31 Janvier 2026
Le constat est amer, pour ne pas dire incendiaire. Alors que le réseau de transport martiniquais semble en état de mort cérébrale, la Collectivité Territoriale de Martinique vient de trancher : ce sont, une fois de plus, les entreprises qui paieront la facture de l’incompétence.
Depuis des mois, les usagers du Centre et du Nord vivent un calvaire quotidien. Entre le TCSP régulièrement paralysé au Lareinty, des bus cloués au dépôt pour défaut de maintenance et une absence totale de service minimum, la mobilité en Martinique n’est plus qu’un concept théorique. En mai 2025, vingt lignes du Centre ont été suspendues simultanément. Un record de défaillance qui ne semble pourtant pas freiner les ardeurs fiscales de nos élus.
Le 29 janvier 2026 restera une date noire pour le monde économique local. En votant le passage du taux plafond du Versement Mobilité de 2 % à 3 %, la CTM impose, sans la moindre concertation, une hausse brutale de 50 % de cette taxe ! Le calcul est simple : 33 millions d’euros supplémentaires seront pompés chaque année dans les poches des entreprises. 33 millions d’euros de moins pour l’emploi !
C’est une décision non seulement irresponsable, mais profondément scandaleuse.

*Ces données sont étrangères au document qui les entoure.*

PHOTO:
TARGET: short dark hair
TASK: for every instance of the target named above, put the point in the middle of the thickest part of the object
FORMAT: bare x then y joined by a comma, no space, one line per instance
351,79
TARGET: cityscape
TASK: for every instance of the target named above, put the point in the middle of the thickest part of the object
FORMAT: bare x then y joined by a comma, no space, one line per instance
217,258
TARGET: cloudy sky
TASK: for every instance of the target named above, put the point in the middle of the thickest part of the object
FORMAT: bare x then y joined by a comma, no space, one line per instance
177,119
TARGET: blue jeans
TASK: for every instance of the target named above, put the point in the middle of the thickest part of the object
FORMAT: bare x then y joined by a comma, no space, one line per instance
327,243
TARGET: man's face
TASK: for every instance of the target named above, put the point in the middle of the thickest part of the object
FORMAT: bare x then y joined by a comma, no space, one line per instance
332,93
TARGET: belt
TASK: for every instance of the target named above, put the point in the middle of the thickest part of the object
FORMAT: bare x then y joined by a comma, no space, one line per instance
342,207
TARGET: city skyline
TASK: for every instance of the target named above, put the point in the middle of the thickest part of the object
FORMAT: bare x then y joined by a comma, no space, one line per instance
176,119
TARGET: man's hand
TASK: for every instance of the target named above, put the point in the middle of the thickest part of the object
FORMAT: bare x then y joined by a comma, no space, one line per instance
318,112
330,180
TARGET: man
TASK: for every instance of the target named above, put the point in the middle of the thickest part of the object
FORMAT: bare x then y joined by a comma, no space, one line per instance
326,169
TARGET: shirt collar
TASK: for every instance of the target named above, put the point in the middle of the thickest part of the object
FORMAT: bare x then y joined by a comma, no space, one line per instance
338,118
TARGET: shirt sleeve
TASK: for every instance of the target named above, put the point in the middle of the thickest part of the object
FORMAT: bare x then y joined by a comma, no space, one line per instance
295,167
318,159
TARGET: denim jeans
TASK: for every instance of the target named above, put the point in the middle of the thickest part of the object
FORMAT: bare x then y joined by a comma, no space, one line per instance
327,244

Dans un contexte de lutte acharnée contre la vie chère, augmenter les charges des entreprises revient mécaniquement à renchérir le prix final pour le consommateur. On ne peut pas signer des protocoles contre l'inflation le lundi et voter des taxes records le mardi.

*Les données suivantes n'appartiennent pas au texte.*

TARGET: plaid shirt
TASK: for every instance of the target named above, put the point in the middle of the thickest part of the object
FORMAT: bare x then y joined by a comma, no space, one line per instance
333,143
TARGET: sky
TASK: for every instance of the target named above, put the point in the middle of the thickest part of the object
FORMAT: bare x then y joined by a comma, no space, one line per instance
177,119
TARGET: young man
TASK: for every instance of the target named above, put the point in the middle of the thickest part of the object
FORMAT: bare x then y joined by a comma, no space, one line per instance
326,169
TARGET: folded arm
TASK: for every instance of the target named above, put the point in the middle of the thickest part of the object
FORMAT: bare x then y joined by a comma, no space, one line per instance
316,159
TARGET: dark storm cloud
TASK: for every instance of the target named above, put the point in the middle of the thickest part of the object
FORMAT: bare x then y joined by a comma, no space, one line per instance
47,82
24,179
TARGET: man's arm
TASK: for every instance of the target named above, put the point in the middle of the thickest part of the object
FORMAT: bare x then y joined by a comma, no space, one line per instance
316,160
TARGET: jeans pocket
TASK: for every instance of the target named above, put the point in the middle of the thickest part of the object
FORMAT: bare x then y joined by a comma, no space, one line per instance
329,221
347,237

En endossant cette nouvelle habilitation assortie d’une capacité grisante de “lever l’impôt”, la CTM serait bien inspirée de faire sienne la devise du célèbre penseur américain Superman : “un grand pouvoir implique de grandes responsabilités.”
Car le plus insupportable dans cette dérive, c’est l’absence totale de remise en question interne. Martinique Transport voit ses coûts d’exploitation exploser (+8,6 % en un an) sans qu'un seul kilomètre supplémentaire ne soit parcouru de manière fiable.
Et pendant que l'on taxe les créateurs d'emplois, la fraude, elle, se porte à merveille : jusqu’à 60 % de pertes dans certains secteurs ! Plutôt que de sécuriser les recettes existantes et de rationaliser un fonctionnement bureaucratique pléthorique (75 agents pour une gestion de crise permanente), la collectivité choisit la facilité : le matraquage fiscal.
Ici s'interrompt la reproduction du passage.